Background: Psychotic-Like symptoms in patients affected by borderline personality disorder (BPD) are usually treated with low-dose neuroleptics, which show controversial acute effects and lead to a worsening of affective-related symptoms and to severe neurologic side effects after prolonged administration. Clozapine lacks the neurologic side effects of traditional neuroleptics and has been shown to successfully treat psychotic-like symptoms in BPD patients at medium dose. We performed an open-label trial of low-dose clozapine in severe BPD patients. Method: Twelve BPD inpatients (DSM-IV criteria) with severe psychotic-like symptoms were studied.

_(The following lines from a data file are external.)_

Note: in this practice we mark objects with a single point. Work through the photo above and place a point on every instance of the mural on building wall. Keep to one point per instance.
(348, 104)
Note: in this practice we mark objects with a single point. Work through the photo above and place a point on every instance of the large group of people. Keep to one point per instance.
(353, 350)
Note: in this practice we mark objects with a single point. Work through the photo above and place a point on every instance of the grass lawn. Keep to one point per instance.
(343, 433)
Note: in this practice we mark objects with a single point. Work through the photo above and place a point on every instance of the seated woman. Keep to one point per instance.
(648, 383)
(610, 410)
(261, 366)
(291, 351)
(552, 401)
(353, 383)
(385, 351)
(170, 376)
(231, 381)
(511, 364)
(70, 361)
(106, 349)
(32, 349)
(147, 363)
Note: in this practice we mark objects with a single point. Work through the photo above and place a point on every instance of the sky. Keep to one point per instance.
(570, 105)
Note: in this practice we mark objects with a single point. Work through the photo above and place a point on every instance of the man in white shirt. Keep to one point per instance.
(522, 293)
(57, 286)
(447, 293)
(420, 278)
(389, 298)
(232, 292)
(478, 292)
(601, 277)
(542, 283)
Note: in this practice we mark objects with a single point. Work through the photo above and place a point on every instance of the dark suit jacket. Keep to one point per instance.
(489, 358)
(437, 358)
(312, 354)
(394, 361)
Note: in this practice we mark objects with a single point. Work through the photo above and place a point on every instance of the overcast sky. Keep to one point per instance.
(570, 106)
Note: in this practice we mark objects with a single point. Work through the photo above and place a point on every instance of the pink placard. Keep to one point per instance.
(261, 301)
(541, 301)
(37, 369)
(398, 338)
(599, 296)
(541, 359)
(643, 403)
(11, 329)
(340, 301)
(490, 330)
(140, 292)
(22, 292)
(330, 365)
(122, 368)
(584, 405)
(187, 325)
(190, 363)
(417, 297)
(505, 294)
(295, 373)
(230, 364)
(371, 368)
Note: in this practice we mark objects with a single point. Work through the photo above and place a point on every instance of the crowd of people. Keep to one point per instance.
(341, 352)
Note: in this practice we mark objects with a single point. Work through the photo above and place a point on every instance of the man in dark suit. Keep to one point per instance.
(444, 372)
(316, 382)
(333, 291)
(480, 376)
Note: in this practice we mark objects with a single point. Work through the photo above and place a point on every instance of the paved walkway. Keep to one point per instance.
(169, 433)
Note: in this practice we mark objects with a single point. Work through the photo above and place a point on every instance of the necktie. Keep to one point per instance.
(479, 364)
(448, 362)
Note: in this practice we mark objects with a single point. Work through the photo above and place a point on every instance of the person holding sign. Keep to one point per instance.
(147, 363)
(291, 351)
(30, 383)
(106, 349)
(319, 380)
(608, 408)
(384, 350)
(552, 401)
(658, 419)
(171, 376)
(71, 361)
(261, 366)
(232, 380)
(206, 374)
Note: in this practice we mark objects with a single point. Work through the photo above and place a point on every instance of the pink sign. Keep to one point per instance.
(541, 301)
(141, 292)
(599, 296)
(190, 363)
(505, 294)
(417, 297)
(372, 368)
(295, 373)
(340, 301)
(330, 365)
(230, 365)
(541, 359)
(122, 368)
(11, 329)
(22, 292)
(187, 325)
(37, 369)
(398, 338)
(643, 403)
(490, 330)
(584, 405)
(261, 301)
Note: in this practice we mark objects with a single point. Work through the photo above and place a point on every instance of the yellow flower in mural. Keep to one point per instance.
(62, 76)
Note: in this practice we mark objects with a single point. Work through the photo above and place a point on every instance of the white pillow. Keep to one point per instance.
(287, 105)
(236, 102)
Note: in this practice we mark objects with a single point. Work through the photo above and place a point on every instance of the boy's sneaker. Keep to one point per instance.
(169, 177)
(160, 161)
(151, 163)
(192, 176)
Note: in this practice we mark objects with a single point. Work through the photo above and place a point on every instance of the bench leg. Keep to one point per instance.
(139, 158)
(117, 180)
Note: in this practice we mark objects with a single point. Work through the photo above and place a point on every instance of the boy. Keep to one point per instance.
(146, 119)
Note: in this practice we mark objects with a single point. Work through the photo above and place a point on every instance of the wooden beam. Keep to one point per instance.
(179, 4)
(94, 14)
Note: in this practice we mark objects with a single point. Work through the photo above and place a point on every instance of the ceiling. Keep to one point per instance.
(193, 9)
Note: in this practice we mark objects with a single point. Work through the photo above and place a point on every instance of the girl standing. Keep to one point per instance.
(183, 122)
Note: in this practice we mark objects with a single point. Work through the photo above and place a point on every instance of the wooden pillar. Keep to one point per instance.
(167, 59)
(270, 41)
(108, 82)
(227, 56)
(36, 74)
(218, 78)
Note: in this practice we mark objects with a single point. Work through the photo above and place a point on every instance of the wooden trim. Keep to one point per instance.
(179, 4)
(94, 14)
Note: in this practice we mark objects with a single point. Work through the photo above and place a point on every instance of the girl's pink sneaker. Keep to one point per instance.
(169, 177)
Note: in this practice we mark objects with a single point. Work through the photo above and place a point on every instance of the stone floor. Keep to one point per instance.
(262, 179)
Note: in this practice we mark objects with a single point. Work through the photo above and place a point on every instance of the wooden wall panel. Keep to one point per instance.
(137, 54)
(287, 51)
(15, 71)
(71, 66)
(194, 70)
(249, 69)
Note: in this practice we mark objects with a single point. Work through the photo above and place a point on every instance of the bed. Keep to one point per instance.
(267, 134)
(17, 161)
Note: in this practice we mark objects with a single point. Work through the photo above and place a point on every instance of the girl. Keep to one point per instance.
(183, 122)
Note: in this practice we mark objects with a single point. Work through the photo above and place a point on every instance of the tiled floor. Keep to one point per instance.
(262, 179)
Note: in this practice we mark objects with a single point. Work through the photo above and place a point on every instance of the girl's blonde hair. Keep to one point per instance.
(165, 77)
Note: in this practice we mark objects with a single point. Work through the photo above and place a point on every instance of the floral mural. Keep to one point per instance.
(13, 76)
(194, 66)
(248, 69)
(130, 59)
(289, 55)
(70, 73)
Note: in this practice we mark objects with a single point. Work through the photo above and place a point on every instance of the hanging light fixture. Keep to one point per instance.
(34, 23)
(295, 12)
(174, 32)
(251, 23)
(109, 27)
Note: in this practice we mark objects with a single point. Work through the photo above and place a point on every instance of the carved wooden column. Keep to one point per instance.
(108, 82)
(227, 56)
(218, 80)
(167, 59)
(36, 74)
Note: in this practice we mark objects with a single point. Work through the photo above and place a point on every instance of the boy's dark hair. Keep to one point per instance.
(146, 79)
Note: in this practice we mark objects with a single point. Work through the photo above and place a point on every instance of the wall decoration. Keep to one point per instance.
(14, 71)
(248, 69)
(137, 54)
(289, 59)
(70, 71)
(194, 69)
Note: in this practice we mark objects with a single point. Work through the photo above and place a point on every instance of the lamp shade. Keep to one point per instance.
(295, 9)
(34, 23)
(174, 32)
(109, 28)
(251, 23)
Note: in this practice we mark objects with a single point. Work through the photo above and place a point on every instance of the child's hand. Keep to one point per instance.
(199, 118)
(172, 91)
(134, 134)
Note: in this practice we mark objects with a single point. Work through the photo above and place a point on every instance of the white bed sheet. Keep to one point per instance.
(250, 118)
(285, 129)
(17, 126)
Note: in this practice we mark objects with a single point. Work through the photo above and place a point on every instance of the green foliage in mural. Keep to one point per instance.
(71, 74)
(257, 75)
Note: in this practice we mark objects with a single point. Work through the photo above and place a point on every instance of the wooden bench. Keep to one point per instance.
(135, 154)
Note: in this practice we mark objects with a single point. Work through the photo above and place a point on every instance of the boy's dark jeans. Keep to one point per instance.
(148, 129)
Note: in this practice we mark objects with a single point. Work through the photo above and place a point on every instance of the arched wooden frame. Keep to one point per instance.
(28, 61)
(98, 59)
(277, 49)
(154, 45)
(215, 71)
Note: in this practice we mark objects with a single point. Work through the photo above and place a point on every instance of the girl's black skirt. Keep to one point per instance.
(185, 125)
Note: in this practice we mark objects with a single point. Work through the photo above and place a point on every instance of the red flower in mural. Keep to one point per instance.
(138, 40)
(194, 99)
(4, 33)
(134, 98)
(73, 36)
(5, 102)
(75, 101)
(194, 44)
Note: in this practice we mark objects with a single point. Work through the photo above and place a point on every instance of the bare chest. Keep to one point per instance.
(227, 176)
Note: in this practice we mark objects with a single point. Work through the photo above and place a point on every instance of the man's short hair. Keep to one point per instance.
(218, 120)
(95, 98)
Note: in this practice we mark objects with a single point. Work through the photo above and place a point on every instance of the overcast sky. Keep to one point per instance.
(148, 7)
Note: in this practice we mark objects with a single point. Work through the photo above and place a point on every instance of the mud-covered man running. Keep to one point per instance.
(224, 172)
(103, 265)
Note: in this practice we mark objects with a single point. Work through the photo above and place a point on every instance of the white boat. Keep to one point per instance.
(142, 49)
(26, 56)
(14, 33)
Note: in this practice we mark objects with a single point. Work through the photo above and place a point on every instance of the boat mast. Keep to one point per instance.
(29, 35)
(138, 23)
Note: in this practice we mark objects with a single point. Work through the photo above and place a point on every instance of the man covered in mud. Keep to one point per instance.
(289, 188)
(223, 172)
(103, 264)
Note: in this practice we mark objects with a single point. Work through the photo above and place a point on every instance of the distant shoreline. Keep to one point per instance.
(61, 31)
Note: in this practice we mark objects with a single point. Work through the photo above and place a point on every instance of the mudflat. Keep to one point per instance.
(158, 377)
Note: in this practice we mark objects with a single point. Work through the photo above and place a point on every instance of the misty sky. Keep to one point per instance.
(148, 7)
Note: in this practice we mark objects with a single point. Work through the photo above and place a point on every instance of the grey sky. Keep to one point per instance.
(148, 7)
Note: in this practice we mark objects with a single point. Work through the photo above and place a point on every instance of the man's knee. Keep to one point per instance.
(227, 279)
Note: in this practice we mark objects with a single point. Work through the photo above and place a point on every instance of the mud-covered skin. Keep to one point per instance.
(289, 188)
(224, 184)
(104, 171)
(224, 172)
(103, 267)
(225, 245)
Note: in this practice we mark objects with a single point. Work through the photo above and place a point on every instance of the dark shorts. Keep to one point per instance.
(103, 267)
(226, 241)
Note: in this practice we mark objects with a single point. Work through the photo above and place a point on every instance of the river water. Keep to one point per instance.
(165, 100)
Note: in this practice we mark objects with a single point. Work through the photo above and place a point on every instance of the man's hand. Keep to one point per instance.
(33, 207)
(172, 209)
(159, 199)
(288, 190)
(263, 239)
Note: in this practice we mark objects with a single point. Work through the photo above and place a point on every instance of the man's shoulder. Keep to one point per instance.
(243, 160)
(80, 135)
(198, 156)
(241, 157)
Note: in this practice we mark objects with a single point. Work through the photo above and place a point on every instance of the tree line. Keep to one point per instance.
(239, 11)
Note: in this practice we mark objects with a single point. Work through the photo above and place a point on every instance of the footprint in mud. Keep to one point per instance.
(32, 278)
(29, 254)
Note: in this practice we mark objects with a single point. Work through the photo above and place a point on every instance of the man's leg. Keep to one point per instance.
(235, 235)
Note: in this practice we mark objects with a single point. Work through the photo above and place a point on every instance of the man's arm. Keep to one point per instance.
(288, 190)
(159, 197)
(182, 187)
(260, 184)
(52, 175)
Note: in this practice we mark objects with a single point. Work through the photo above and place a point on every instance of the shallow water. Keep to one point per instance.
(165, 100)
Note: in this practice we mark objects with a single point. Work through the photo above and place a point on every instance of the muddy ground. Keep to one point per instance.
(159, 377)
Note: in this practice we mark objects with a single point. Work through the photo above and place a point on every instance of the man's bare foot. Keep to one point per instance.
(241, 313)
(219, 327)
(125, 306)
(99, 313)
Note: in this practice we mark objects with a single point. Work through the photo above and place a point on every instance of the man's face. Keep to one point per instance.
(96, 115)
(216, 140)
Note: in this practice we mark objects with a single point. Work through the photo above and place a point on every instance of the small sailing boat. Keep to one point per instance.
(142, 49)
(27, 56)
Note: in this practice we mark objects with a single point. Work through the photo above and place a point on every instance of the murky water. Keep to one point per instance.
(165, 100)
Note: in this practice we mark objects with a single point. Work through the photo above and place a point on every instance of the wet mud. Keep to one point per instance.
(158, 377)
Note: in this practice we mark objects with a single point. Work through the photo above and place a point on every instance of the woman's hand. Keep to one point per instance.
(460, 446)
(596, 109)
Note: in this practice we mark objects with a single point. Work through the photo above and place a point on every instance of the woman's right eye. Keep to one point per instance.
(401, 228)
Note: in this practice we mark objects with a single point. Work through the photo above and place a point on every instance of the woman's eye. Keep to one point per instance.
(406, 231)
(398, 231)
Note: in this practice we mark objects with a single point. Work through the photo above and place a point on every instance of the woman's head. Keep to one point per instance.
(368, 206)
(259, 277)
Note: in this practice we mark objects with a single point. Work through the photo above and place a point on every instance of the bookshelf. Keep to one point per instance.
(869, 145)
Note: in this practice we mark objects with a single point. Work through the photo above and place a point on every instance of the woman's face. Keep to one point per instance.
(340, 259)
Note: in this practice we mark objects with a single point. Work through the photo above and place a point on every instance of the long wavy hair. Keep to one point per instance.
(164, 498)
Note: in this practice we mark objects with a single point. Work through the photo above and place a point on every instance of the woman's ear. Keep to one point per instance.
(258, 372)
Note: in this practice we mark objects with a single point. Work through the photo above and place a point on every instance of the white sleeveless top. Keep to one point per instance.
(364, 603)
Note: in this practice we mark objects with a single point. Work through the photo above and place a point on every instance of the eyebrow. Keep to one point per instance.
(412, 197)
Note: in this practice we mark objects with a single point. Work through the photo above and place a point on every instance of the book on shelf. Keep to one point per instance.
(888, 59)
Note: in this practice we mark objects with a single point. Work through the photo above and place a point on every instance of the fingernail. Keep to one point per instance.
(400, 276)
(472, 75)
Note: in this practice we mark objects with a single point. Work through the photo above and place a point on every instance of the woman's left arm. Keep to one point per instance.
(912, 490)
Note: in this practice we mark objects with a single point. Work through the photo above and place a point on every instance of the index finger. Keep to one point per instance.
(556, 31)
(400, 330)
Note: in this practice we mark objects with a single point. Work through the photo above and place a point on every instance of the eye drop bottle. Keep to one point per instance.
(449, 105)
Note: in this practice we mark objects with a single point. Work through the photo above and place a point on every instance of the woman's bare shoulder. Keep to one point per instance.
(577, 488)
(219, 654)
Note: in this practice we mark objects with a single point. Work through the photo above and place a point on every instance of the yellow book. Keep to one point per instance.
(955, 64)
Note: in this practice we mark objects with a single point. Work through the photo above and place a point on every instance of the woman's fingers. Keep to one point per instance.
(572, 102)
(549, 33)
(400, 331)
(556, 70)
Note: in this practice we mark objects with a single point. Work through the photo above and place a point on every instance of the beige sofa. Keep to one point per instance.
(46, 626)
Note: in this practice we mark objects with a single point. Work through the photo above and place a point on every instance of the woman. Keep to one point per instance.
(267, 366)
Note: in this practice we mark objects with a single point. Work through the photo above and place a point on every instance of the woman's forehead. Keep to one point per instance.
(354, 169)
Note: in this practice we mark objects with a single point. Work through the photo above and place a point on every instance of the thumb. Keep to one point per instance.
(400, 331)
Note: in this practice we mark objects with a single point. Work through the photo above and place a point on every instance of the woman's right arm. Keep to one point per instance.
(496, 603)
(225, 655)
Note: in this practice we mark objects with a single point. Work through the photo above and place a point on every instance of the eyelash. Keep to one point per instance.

Exclusion criteria included comorbid Axis I and medical pathologies. All patients had followed a therapeutic program without improvement for at least 4 months before admission. The clozapine dose was titrated upward on an individual basis until the complete disappearance of psychotic-like symptoms was achieved. Clinician-rated scales were completed at the beginning of the study and after 4 and 16 weeks. Results: All patients completed the 16-week study. Individual clozapine doses ranged from 25 to 100 mg/day. Psychotic-like symptoms decreased within the first 3 weeks of treatment, as confirmed by a statistically significant decrease in Brief Psychiatric Rating Scale scores. This amelioration was coupled with an overall improvement, including a reduction in impulsive behaviors and in affective-related symptoms (Hamilton Rating Scale for Depression) and an increase in global functioning (Global Assessment of Functioning). Conclusion: Low-dose clozapine for acute and continuation treatment led to improvement in overall symptomatology in a small sample of severe BPD patients.